Mendes Cohen might be the most intriguing historical figure you’ve never heard of.
During the War of 1812, he helped defend Baltimore’s Fort McHenry from the British fleet, while nearby, Francis Scott Key was scribbling the words to what would become the “Star-Spangled Banner.” He attended the coronations and funerals of British monarchs. He had a front row seat during the Paris revolts in 1830 and the ascent of Louis- Philippe I to the French throne soon after. He bowed before a pope and hung out with the Rothschilds in London. He visited the Middle East when few Americans had and returned with enough Egyptian artifacts to fill a museum—which they later did.
“Our director likes to talk about him as a kind of Forrest Gump of the nineteenth century,” says Deborah Cardin, cocurator of “The A-Mazing Mendes Cohen,” an exhibit at the Jewish Museum of Maryland on display in Baltimore through June 14, 2015. “He just found himself in all these interesting places and at all these historical events.”

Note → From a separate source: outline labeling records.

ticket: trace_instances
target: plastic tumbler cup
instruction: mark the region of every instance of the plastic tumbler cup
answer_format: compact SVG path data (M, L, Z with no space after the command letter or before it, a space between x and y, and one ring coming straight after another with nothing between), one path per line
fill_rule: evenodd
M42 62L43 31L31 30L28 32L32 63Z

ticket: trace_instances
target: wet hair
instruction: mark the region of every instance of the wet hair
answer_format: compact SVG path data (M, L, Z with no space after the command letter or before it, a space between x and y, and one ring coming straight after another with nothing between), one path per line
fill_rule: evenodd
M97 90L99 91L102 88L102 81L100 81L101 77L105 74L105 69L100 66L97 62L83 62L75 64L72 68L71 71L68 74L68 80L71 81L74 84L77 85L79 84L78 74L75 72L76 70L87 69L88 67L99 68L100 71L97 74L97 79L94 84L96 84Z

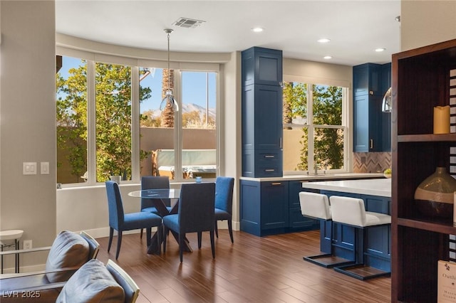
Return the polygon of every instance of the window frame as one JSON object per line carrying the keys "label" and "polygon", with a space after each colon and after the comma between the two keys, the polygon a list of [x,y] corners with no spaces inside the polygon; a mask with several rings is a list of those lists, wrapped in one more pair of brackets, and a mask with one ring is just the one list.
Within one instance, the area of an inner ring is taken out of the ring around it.
{"label": "window frame", "polygon": [[[96,63],[107,64],[118,64],[127,65],[131,68],[131,91],[132,91],[132,179],[129,181],[123,181],[123,184],[138,184],[140,182],[140,102],[139,102],[139,69],[142,67],[167,68],[167,63],[155,60],[142,60],[132,59],[131,58],[123,57],[120,55],[103,55],[96,53],[92,53],[86,51],[80,51],[73,48],[67,48],[65,47],[58,47],[56,53],[62,56],[68,56],[76,58],[81,60],[86,60],[87,62],[87,171],[88,180],[83,183],[71,183],[61,185],[62,188],[66,187],[83,187],[90,186],[99,186],[103,182],[96,181],[96,137],[95,137],[95,68]],[[182,71],[195,71],[195,72],[210,72],[216,73],[216,128],[217,128],[217,143],[216,143],[216,159],[217,169],[216,175],[219,174],[221,170],[221,161],[219,158],[220,154],[220,141],[222,139],[220,134],[220,127],[222,125],[220,119],[219,107],[221,106],[220,92],[221,83],[220,75],[221,69],[219,63],[197,63],[197,62],[172,62],[170,68],[175,73],[174,93],[176,100],[179,103],[179,106],[182,108]],[[177,152],[175,153],[175,179],[172,180],[172,183],[184,183],[190,182],[194,180],[187,180],[182,179],[182,111],[175,112],[175,127],[174,127],[174,140],[175,150]]]}
{"label": "window frame", "polygon": [[313,85],[326,85],[337,86],[342,87],[342,117],[341,125],[320,125],[314,124],[314,110],[313,102],[307,102],[307,124],[301,123],[284,123],[283,128],[307,128],[308,129],[308,170],[306,171],[283,171],[284,176],[292,175],[307,175],[314,174],[315,171],[312,168],[314,167],[314,132],[316,128],[330,128],[330,129],[343,129],[343,168],[338,169],[330,169],[326,171],[323,168],[320,167],[317,170],[318,174],[323,174],[329,172],[330,174],[346,173],[349,171],[348,164],[349,159],[349,144],[350,144],[350,133],[349,133],[349,102],[350,102],[350,88],[348,83],[345,81],[333,81],[333,80],[322,80],[321,79],[312,79],[307,77],[299,77],[291,75],[284,75],[284,82],[300,83],[307,85],[307,100],[313,100]]}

Thanks to copious letters he wrote home during his travels—many of which are on display in the exhibit—visitors to the museum can glean a pretty good idea about what Cohen experienced and saw.
The exhibit is divided into “maze-like” pathways, “reflecting the twists and turns of Cohen’s life,” says Cardin. Visitors learn that he was born in Richmond, Virginia, in 1796, the son of a German father and an English mother. His Uncle Jacob, who had immigrated to America in the 1770s and had fought in the Revolutionary War, was already established as Richmond’s top Jewish businessman. Jacob owned a dry goods firm, was involved in land surveying, and even enlisted Daniel Boone to map property in the Midwest.
After Mendes Cohen’s father passed away, his family moved to Baltimore in 1807, where they settled into a posh row house, later the first private home in the city to sport gas-powered lighting.
During the Battle of Baltimore in 1814, Cohen served as a private in Captain Joseph H. Nicholson’s volunteer artillery company, the Baltimore Fencibles. After oversleeping on the morning of the British attack on Fort McHenry, Cohen ran to the garrison and fought bravely during the two-day bombardment, one of several Jews, including a brother, to do so. Later, he recalled reading Key’s poem with his comrades, while “amusing themselves by trying to find a tune for it.”
After the war, Cohen and his brothers entered the lottery business, selling tickets to raise funds for many public and private buildings, including Baltimore’s monument to George Washington. During this time, Cohen’s oldest brother, Jacob, was instrumental in lobbying for the so-called Jew Bill, which allowed Jews to hold office in Maryland without taking an oath to Christianity. After the lottery craze fizzled, the Cohen family entered the banking business and was so successful that Mendes was able to retire at age thirty-three.
And that’s when things got interesting. Unmarried and childless, Cohen decided to see the world. Packing up provisions—lemons, anchovies, and “smoked tongues with rice”—a U.S. passport signed by then-Secretary of State Martin Van Buren, and a small wooden writing desk that’s now part of the exhibition, he set sail for Europe. His social standing gained him access to the most significant people and events of the day.
Throughout, he kept a detailed journal and wrote letters home, telling of his experiences at the coronation of William IV, the funeral of George IV, as well as his somewhat uneasy introduction to newly elected Pope Gregory XVI: “To degrade myself as an individual . . . and submit to kiss the foot of any man was too revolting to the feelings of any American. I therefore presented myself . . . mentioning my name, Signore Cohen, un Americano . . . and made one of my best French bows to which he reciprocated.”
Cohen became the first American citizen to receive permission from the Ottomans to visit Palestine, where he recorded the hardships of the Jews of Jerusalem: “The appearance of the synagogues is that of poverty as they are not allowed to build or add to their buildings without paying a large sum to the Turks.”
During a cruise down the Nile River, Cohen, the consummate patriot, fashioned a U.S. flag and had it flown from a mast, convincing the crew to “salute it and to defend it if necessary.” (The restored flag, purportedly the first American flag flown on the Nile, hangs in the exhibit.) While in Egypt, he collected seven hundred artifacts, which would become the basis for the archaeological museum at Johns Hopkins University.
Upon his return to the United States six years later, Cohen served in the Maryland House of Delegates and on the board of the Baltimore & Ohio Railroad. He was an aide to Maryland Governor Thomas Veazey, and traveled back to London for Queen Victoria’s coronation. He died in 1879, at age eighty-three, still regaling strangers with stories from the Battle of Baltimore.
He had no heirs, but a nephew, who later became a president of the Maryland Historical Society, saved all his papers. “His nephew recognized that this was an extraordinary life,” says Cardin.